Know Your Diabetes Risk or Be One of the Six Million Who Don’t

According to the American Diabetes Association says 6 million adults suffer from type 2 diabetes but do not know about it.

In simple way the term “type 2 diabetes” is a condition that is caused by a high level of glucose in the blood. The most important cause is resistance of your muscles liver, fat cells and muscle to insulin, a hormone.

If your blood tests for insulin and glucose levels and the levels are higher than usual, you may be prediabetic. If your levels are significantly higher, then you’re being diagnosed as a Type 2 diabetes.

Type 1 diabetes is caused by the immune system of your body attacking beta cells within the pancreas. For small children and infants, this can happen rapidly. In a teenager or an adult, it could take years to shed all your beta insulin-producing cells.

If your blood is tested for insulin and glucose it will show a high level of glucose but insulin may be lower. This is one method to distinguish adult-onset type 1 diabetes from the type 2 form of diabetes.

A testing for blood is the sole method to determine if that diabetes is present and it can make both type 1 and 2 diabetes susceptible to sneaking through your body. It is the reason knowing your risk for diabetes is vital.
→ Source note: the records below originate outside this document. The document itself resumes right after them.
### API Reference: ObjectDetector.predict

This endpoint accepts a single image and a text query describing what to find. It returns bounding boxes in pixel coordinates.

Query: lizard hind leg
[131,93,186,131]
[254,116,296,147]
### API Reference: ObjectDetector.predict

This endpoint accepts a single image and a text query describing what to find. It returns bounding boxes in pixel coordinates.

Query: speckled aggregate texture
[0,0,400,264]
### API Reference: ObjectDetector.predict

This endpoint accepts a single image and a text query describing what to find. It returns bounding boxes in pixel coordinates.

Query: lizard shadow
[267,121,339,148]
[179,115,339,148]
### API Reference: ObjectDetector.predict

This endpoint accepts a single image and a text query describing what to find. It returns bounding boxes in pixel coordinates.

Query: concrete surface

More Reasons to Know Your Diabetes Risk

About 10% of the individuals in U.S. have diabetes, and 7 million more are likely unaware of it. It is estimated that 79 million people are people with prediabetes on the planet.
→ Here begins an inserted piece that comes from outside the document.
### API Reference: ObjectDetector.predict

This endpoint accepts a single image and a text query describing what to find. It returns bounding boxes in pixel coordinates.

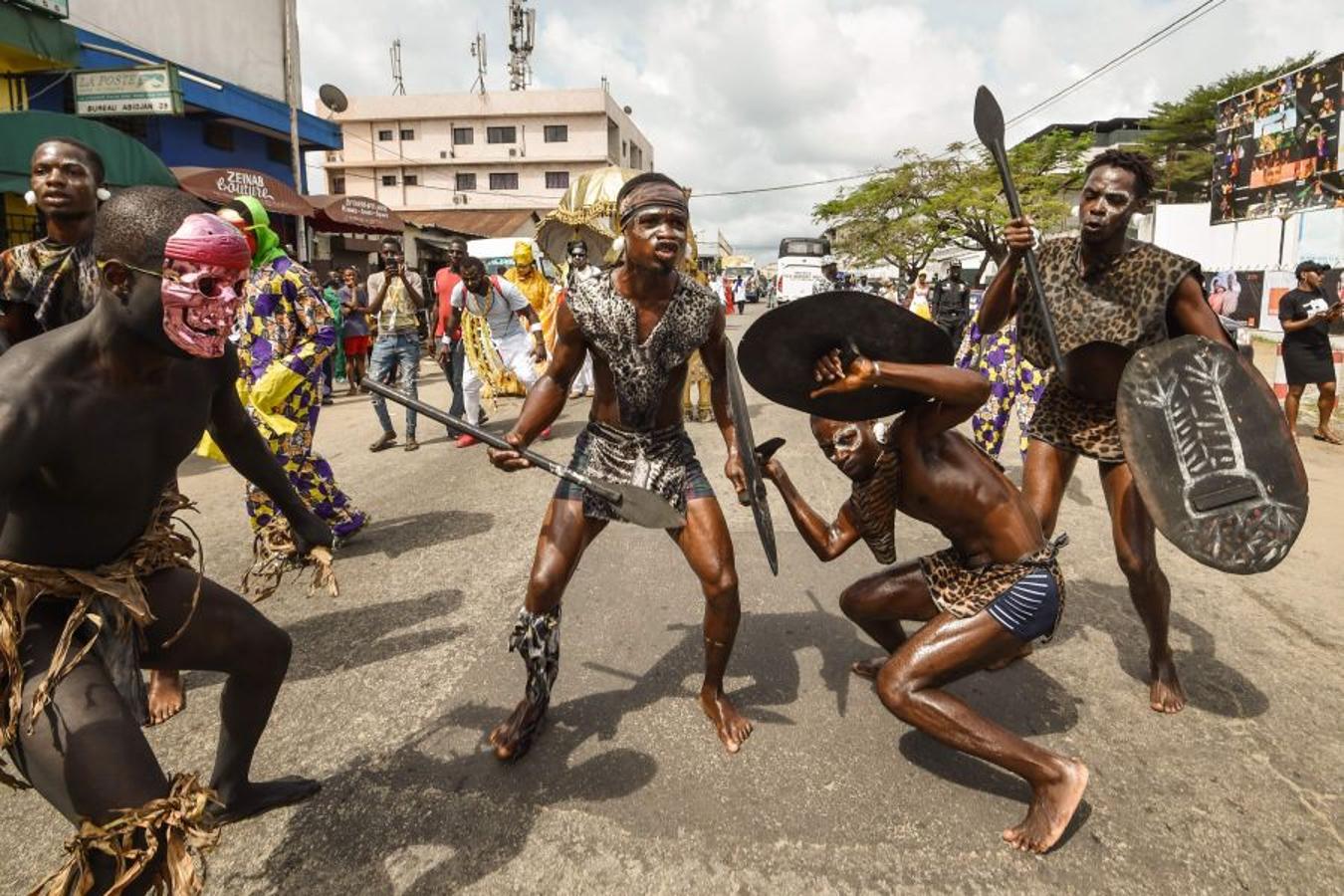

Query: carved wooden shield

One in 400 those under the age of 20 suffer from diabetes. When you reach 20 years old, the rate increases to one of 10. When you reach 65, that number rises into one of four.

Over half diabetic deaths certificates mention coronary heart disease as the primary reason. Diabetes is the main cause of blindness that is new and kidney disease. 3 out of 4 diabetics suffer from neurological disorders of the nervous system, commonly known as neuropathy.

More than half of the amputations that are not caused by trauma occur by diabetics. These are the issues we patients with diabetes who are getting older must consider as possible.

It’s been proved time and again that early and consistent blood sugar control reduces the chance of developing complications. If you’re part of the estimated 79 million that are unaware of the effects of elevated blood sugar levels, the stats will take over your life.

Know Your Risk

The most significant risk factor is the family background. Twins are used in assessing the risk of having types 1 and 2 diabetics. If one twin is suffering from type 1 diabetes, the other is at a 50% risk of developing it too. In the event that one twin is diagnosed with type 2 diabetes the other twin has a 75 percent chance of becoming a Type 2 diabetes.

Genetics can also play a part in the development of diabetes. In the case of type 2, the risk is higher if your family tree has one of the following genetic markers: African American, Alaskan native, Native American, Asian American, Pacific Islander, or Hispanic/Latino.

White European races are at a higher likelihood of having the type one diabetes. Also, those living in colder environments are more likely to develop type one. Finlanders possess four times the number of type 1 diabetics than we have here in the U.S. and 400 times more than Venezuela.